2.2. Data Storage and Persistence
First Principle: Data storage and persistence for ML fundamentally involve selecting the right storage solution based on data type, access patterns, scalability, and cost, ensuring data is durably and efficiently available throughout the ML lifecycle.
Once data is ingested into AWS, it needs to be stored in a way that supports its lifecycle within the ML workflow—from raw input to processed features to model artifacts. Different data types and access patterns require different storage solutions.
Key Concepts of Data Storage & Persistence for ML:
- Data Lake: A centralized repository that allows you to store all your structured and unstructured data at any scale. It can store data as is, without needing to first structure the data.
- Data Warehouse: A system used for reporting and data analysis, and is considered a core component of business intelligence. It's a central repository of integrated data from one or more disparate sources.

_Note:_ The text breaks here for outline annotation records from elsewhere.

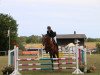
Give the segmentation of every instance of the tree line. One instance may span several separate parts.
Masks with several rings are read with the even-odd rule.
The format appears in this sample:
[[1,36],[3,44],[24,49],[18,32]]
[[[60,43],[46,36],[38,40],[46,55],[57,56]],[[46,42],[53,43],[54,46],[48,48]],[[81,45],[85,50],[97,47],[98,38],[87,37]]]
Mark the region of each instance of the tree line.
[[23,44],[29,44],[29,43],[41,43],[42,37],[38,35],[31,35],[31,36],[20,36],[18,37],[19,41]]
[[87,38],[87,42],[100,42],[100,38]]
[[[16,20],[8,15],[0,13],[0,51],[9,50],[9,37],[10,37],[10,50],[14,45],[19,46],[21,50],[24,50],[23,44],[29,43],[42,43],[42,37],[38,35],[20,36],[18,37],[18,24]],[[87,38],[87,42],[100,42],[100,38]],[[100,44],[97,44],[100,49]]]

- NoSQL Database: Provides a mechanism for storage and retrieval of data that is modeled in means other than the tabular relations used in relational databases.
- Data Format: Choosing appropriate formats (e.g., Parquet, Avro, ORC for columnar; JSON for semi-structured; CSV for simple tabular). Columnar formats are often preferred for analytical workloads due to performance benefits.
- Access Patterns: How frequently and how the data will be accessed (e.g., streaming reads, random access, large scans).
- Cost: Balancing storage cost with access performance and durability.
AWS Services for Data Storage & Persistence in ML:
- Amazon S3 (Simple Storage Service): (Scalable object storage.) Ideal for building data lakes. Highly durable, scalable, cost-effective, and supports various storage classes for different access patterns. Used for raw data, processed data, and model artifacts.
- Amazon Redshift: (Cloud data warehouse.) For structured, analytical data that requires complex SQL queries and aggregations. Well-suited for serving as a source for feature engineering or for storing aggregated results of ML predictions.
- Amazon DynamoDB: (NoSQL database service.) For key-value and document data models, offering single-digit millisecond latency at any scale. Ideal for storing and serving real-time features (e.g., a SageMaker Feature Store backend) or for low-latency inference results.
- Amazon DocumentDB (with MongoDB compatibility): (Managed MongoDB-compatible database.) For document data that requires flexible schema.
- Amazon ElastiCache: (Managed in-memory cache.) For caching frequently accessed features for extremely low-latency inference.
Scenario: You need to store vast amounts of raw, unstructured log data for future analysis, historical customer transaction data for complex SQL queries, and real-time user features for low-latency model inference.
Reflection Question: How does selecting the right data storage solution (e.g., Amazon S3 for a data lake, Amazon Redshift for a data warehouse, Amazon DynamoDB for real-time features) based on data type, access patterns, scalability, and cost fundamentally ensure data is durably and efficiently available throughout the ML lifecycle?